A currency pair is the quotation of two different national currencies in the foreign exchange (forex) market, showing the value of one currency relative to the other. In trading, currencies are always bought and sold in these pairs. The price indicates how much of the second currency is needed to buy one unit of the first currency.
Key concepts of a currency pair:
- Base Currency:
- The first listed currency (e.g., EUR in EUR/USD). It is the commodity being bought or sold.
- Quote Currency:
- The second listed currency (e.g., USD in EUR/USD).

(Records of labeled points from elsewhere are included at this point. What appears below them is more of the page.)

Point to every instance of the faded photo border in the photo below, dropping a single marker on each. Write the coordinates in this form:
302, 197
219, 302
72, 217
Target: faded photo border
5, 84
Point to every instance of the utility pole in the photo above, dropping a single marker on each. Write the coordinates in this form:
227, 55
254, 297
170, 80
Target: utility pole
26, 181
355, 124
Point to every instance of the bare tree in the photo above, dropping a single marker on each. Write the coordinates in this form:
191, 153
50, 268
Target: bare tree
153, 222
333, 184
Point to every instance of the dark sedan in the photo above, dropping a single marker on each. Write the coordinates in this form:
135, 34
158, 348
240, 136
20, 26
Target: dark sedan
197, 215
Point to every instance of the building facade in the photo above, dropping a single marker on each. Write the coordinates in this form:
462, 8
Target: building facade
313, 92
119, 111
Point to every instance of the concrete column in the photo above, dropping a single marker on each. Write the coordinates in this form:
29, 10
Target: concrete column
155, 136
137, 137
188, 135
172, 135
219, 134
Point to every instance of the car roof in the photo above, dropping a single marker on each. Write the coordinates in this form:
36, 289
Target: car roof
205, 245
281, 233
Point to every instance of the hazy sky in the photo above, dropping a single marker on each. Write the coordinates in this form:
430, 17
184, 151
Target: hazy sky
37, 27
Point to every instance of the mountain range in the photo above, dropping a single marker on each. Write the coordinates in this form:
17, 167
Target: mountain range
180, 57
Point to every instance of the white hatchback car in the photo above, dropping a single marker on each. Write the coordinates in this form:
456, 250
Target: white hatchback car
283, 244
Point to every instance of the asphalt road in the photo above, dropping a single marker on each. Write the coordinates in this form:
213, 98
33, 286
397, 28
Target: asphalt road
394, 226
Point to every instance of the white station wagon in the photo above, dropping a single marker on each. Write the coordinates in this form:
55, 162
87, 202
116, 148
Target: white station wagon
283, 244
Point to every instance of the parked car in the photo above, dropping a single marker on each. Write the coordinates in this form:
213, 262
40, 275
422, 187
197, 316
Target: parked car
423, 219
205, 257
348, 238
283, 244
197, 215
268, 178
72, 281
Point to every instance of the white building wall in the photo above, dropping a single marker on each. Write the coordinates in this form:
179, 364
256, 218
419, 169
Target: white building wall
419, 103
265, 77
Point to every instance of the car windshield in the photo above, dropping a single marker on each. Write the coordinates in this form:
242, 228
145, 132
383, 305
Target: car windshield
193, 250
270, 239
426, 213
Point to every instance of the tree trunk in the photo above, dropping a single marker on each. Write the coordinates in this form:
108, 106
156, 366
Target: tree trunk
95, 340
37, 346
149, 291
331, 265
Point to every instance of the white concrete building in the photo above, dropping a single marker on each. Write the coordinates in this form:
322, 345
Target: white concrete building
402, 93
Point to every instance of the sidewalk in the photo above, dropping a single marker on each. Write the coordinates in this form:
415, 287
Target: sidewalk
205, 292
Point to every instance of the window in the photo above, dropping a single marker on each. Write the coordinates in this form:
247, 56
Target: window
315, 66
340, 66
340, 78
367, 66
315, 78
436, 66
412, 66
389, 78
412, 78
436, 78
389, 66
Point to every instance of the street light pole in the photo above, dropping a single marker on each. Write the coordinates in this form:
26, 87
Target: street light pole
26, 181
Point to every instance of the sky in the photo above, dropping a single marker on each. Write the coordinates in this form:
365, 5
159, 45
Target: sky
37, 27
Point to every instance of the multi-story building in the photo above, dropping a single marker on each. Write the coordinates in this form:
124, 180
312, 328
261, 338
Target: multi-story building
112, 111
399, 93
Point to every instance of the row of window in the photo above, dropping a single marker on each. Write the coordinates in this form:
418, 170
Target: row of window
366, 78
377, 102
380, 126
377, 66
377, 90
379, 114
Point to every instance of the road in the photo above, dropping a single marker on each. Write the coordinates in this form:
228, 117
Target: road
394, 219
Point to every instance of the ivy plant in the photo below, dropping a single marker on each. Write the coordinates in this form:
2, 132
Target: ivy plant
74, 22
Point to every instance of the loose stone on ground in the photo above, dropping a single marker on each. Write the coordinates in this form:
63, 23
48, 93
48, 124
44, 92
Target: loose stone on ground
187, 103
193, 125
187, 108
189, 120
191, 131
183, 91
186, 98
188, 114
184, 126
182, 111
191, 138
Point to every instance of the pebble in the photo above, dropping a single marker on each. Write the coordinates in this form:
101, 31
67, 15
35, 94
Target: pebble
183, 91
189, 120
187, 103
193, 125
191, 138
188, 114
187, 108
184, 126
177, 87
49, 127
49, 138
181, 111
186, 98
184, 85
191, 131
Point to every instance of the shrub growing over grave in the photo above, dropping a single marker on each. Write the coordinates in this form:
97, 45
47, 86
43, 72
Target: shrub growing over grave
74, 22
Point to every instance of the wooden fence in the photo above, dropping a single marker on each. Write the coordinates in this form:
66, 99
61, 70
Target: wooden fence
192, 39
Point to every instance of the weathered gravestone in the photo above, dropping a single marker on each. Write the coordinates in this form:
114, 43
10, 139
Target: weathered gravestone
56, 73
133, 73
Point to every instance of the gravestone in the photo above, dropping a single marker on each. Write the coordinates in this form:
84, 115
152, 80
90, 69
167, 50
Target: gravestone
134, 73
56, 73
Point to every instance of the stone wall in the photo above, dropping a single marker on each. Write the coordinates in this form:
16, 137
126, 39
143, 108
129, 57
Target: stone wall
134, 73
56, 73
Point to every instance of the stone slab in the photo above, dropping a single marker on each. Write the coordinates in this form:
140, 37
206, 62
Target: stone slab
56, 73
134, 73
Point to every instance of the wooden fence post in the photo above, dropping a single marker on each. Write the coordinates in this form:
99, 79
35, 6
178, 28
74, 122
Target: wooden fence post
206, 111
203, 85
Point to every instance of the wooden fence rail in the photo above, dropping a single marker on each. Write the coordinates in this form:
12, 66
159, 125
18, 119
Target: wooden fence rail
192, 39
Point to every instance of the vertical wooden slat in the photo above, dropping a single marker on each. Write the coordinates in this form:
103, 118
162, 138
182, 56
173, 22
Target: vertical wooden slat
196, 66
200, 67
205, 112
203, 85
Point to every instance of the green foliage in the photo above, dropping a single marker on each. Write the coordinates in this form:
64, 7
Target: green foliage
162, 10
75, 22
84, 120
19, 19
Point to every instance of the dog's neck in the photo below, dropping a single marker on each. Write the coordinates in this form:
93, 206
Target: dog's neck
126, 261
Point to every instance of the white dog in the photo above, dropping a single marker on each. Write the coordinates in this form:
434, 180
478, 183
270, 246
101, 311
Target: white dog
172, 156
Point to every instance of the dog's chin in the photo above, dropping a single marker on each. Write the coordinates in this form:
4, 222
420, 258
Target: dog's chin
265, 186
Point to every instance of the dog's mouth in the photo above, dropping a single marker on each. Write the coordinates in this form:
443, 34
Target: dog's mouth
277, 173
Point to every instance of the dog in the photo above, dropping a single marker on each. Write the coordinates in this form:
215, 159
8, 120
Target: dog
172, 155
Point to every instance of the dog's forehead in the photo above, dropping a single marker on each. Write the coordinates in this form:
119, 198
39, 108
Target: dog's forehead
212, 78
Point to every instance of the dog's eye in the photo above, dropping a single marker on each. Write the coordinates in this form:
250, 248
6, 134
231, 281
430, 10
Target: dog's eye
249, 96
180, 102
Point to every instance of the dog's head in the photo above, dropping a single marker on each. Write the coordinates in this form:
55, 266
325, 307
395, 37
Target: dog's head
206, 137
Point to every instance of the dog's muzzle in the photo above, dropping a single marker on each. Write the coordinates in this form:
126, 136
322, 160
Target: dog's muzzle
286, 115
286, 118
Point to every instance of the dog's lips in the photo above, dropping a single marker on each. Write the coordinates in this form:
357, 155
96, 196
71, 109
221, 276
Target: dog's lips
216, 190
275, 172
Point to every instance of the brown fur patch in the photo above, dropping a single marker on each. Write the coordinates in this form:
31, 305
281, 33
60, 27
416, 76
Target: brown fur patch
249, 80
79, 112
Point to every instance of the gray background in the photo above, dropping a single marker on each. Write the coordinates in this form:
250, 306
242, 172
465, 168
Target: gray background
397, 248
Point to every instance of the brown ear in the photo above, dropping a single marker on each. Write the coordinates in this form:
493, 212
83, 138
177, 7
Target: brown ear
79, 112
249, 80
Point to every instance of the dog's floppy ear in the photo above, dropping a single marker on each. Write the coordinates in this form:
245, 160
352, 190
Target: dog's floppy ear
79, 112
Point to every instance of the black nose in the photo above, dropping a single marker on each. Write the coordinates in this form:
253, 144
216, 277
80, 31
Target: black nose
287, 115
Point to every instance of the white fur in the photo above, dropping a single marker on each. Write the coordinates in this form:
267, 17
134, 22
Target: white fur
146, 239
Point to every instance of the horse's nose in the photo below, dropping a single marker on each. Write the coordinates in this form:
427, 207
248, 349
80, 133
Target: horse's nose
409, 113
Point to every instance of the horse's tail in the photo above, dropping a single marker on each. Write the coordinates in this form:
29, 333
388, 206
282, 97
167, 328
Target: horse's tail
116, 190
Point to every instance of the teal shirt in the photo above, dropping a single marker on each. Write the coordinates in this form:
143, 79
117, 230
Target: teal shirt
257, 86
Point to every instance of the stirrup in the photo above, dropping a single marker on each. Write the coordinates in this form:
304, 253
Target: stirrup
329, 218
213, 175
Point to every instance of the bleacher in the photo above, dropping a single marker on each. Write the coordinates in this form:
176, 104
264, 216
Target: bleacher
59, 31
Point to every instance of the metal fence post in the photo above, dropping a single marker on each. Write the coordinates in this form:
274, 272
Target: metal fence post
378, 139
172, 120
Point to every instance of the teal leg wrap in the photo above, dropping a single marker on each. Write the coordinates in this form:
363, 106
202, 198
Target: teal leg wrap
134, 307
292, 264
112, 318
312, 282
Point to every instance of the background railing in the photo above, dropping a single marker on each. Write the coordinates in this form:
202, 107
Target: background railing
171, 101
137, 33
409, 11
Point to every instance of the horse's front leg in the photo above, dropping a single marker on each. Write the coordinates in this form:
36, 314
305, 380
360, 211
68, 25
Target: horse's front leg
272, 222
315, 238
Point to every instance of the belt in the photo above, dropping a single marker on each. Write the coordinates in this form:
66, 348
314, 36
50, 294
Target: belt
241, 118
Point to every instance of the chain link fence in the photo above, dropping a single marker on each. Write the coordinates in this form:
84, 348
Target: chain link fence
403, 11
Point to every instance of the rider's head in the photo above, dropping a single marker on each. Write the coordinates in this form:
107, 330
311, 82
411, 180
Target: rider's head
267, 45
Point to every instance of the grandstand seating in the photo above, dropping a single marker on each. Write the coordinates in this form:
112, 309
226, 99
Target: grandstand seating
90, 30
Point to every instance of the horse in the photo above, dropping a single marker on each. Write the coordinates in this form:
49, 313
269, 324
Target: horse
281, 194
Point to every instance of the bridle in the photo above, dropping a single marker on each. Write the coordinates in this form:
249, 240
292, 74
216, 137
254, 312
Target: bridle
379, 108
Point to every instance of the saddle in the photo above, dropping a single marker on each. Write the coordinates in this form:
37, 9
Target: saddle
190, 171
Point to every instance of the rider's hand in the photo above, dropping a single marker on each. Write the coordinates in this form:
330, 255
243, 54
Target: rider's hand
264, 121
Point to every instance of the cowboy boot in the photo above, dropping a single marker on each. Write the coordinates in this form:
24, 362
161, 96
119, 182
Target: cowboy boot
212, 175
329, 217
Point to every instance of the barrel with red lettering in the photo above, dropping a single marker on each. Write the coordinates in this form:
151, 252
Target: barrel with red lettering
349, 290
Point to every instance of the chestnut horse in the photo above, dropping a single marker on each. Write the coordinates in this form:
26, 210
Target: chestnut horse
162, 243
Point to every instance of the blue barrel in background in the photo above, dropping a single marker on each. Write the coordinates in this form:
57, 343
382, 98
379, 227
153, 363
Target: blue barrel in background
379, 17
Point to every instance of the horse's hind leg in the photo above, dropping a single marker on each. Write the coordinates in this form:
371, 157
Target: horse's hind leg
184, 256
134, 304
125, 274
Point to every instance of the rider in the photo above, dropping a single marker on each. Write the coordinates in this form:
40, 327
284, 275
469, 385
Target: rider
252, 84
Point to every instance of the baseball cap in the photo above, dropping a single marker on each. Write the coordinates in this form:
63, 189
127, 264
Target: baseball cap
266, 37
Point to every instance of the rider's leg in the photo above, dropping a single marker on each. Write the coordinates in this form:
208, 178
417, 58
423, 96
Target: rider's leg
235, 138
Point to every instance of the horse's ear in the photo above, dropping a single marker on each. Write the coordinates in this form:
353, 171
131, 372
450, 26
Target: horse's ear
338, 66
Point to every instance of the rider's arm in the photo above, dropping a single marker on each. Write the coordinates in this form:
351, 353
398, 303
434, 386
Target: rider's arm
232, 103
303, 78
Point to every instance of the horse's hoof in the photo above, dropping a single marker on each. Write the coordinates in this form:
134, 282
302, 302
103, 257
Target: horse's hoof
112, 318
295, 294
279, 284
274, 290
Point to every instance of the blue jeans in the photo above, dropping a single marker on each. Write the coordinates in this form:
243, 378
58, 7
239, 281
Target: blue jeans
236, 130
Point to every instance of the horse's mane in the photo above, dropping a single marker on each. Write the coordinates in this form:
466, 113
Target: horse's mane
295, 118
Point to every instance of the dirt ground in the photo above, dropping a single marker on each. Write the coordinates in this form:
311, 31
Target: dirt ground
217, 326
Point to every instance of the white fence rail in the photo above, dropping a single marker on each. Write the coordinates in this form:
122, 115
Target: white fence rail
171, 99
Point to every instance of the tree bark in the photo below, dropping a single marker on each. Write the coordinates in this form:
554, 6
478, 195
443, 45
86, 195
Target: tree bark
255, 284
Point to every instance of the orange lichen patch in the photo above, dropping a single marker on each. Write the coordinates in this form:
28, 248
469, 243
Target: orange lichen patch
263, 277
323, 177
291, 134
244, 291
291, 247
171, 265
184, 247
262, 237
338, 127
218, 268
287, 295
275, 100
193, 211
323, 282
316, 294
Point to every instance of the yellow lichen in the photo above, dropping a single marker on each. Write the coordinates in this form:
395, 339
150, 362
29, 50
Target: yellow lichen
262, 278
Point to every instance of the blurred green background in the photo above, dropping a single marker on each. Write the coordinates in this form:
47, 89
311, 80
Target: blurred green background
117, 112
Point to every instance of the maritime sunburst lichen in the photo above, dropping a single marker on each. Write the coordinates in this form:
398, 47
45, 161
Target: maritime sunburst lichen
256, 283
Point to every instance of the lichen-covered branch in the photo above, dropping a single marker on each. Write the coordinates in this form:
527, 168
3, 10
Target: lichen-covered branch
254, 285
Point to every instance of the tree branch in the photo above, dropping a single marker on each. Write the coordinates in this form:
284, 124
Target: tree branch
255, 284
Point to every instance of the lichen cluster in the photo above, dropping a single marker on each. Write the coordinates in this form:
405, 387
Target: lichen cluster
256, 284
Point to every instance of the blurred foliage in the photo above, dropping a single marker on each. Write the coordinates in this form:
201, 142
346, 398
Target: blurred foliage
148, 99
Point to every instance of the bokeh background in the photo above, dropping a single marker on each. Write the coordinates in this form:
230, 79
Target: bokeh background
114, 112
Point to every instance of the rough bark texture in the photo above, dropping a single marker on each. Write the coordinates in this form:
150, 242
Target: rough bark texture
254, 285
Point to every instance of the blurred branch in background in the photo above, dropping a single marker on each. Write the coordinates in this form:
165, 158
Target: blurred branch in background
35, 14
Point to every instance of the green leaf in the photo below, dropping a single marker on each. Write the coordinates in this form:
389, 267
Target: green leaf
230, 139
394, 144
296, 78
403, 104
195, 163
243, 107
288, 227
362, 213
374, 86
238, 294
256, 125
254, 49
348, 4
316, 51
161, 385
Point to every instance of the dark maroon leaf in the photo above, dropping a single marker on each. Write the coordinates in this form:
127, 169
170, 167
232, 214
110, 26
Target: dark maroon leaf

It is the currency used for payment and comparison.
- Exchange Rate:
- The price of the base currency expressed in units of the quote currency.
The 7 major currency pairs are EUR/USD, USD/JPY, GBP/USD, AUD/USD, USD/CAD, USD/CHF, and NZD/USD. These pairs are the most frequently traded in the forex market because they include the U.S. dollar (USD) on one side and the major currencies from economies like Europe, Japan, and Canada.
- EUR/USD:
- The Euro and U.S. Dollar, also known as “The Fiber”.
- USD/JPY:
- The U.S. Dollar and Japanese Yen, also known as “Gopher”.
- GBP/USD:
- The British Pound and U.S. Dollar, also known as “Cable”.
- AUD/USD:
- The Australian Dollar and U.S. Dollar, also known as “Aussie”.
- USD/CAD:
- The U.S. Dollar and Canadian Dollar, also known as “Loonie”.
- USD/CHF:
- The U.S. Dollar and Swiss Franc, also known as “Swissie”.
- NZD/USD:
- The New Zealand Dollar and U.S. Dollar, also known as “Kiwi”.
These pairs are popular among traders because the large economies involved mean significant news and events can cause frequent price movements.